Santrifüj FFF, partiküllerin ve makromoleküllerin sadece partikül boyutundan ziyade partikül yoğunluğuna göre ayrılabilme avantajına sahiptir. Bu durumda, altın ve gümüş nanoparçacıklarındaki yoğunluk farklılıklarına göre, aynı boyutta iki altın ve gümüş nanoparçacık iki tepe noktasına ayrılabilir.

AF4 ayrımlarında kütlenin zamana oranı 1:1'dir. Santrifüj FFF'ye üçüncü yoğunluk parametresinin eklenmesiyle, bu, kütle:zamana üçün gücüne daha çok benzeyen bir oran üretir. Bu, tepe noktaları arasında önemli ölçüde daha büyük bir ayrım ile sonuçlanır ve büyük ölçüde geliştirilmiş bir çözünürlük ile sonuçlanır. Bu, kompozit malzemeler ve nanopartiküller içeren kaplanmış polimerler gibi yeni ürünler için özellikle faydalı olabilir, yani boyut olarak değişmeyen fakat yoğunluk olarak değişen partiküller. Bu şekilde, aynı boyuttaki iki parçacık, yoğunluğun farklı olması koşuluyla, iki tepe noktasına ayrılabilir.

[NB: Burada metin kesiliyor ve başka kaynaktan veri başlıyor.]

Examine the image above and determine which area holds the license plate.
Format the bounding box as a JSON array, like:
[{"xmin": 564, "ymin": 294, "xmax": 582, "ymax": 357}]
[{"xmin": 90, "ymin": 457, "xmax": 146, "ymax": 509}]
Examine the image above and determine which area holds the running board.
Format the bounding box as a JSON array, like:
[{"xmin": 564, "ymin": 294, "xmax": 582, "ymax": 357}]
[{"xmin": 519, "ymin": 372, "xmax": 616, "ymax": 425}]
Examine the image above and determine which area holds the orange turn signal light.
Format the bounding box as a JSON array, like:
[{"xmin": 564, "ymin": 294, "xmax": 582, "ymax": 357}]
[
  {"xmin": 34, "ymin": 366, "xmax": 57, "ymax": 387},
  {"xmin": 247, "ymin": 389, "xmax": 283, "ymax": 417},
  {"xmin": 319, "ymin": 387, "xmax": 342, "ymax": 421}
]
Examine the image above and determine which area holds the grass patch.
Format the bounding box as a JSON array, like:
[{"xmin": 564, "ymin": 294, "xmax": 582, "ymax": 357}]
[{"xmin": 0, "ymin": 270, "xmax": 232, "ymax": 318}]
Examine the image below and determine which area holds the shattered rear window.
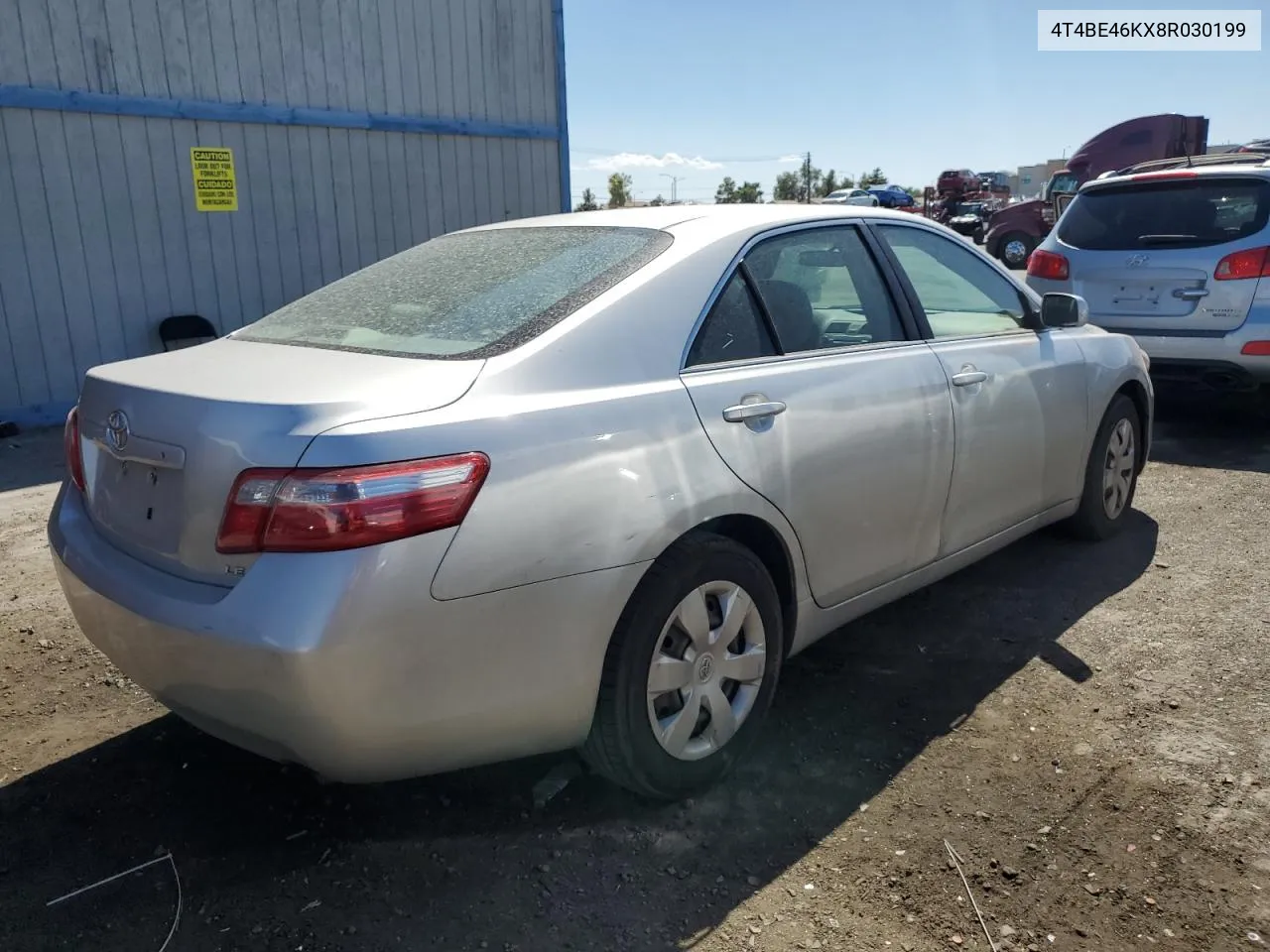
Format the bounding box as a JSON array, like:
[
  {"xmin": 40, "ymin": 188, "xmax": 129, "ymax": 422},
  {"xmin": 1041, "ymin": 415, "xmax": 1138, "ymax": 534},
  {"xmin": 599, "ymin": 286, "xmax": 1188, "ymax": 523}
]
[{"xmin": 231, "ymin": 226, "xmax": 672, "ymax": 359}]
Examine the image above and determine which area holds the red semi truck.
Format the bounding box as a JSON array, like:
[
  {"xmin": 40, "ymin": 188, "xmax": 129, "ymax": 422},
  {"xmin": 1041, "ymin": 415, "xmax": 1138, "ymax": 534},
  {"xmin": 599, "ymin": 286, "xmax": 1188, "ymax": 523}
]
[{"xmin": 983, "ymin": 113, "xmax": 1207, "ymax": 268}]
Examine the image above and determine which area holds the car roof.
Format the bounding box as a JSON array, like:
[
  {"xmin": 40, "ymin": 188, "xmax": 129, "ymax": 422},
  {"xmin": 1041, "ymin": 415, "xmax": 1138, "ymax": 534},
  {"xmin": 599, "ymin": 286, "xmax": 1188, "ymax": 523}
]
[
  {"xmin": 1080, "ymin": 162, "xmax": 1270, "ymax": 191},
  {"xmin": 466, "ymin": 202, "xmax": 929, "ymax": 237}
]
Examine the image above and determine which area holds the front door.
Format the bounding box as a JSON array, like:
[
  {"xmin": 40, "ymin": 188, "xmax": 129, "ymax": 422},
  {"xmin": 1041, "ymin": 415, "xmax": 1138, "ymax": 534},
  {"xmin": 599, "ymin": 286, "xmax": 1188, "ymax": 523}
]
[
  {"xmin": 684, "ymin": 225, "xmax": 952, "ymax": 607},
  {"xmin": 875, "ymin": 225, "xmax": 1088, "ymax": 556}
]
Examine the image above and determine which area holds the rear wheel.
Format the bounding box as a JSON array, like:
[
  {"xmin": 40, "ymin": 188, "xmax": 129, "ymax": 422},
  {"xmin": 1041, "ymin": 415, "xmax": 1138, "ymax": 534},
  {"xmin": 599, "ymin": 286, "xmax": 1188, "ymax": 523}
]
[
  {"xmin": 1001, "ymin": 231, "xmax": 1036, "ymax": 268},
  {"xmin": 1068, "ymin": 394, "xmax": 1142, "ymax": 542},
  {"xmin": 581, "ymin": 534, "xmax": 784, "ymax": 799}
]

Yöntemin sınırlaması, numunenin yoğunluğuna bağlı olan alt boyut sınırında yatmaktadır. Spesifik olarak biyolojik numuneler için sınır, çap olarak 20 ila 50 nm mertebesindedir.

Elektriksel

Elektriksel FFF'de, bir elektrik alanı oluşturan enine bir elektrik akımı (DC) uygulanır. Numune bileşenlerinin yüküne bağlı olarak, bir elektroforetik sürüklenme hızı indüklenir, Brownian hareketinden difüzyonla karşılanır, bu nedenle ayrılma, elektroforetik hareketlilik ve boyut oranına bağlıdır. Elektrik FFF uygulaması sınırlıdır ve şu anda nadiren kullanılmaktadır. Özel bir alternatif akımın uygulandığı çevrimsel elektriksel FFF gibi diğer modifikasyonlar geliştirilmiştir. Elektroforetik mobiliteye göre ayrılmasını sağlar. Diğer bir varyasyon, bir çapraz akış alanına ek olarak bir elektrik alanının uygulandığı elektriksel asimetrik akış FFF'dir (EAF4). EAF4, zayıf çözünürlüğe sahip olan ve kanal çıkışını kirleten ve dedektör sinyallerini tehlikeye atan elektroliz ürünleri ve kabarcıklardan muzdarip olan saf elektrik FFF sınırlamasının üstesinden gelir.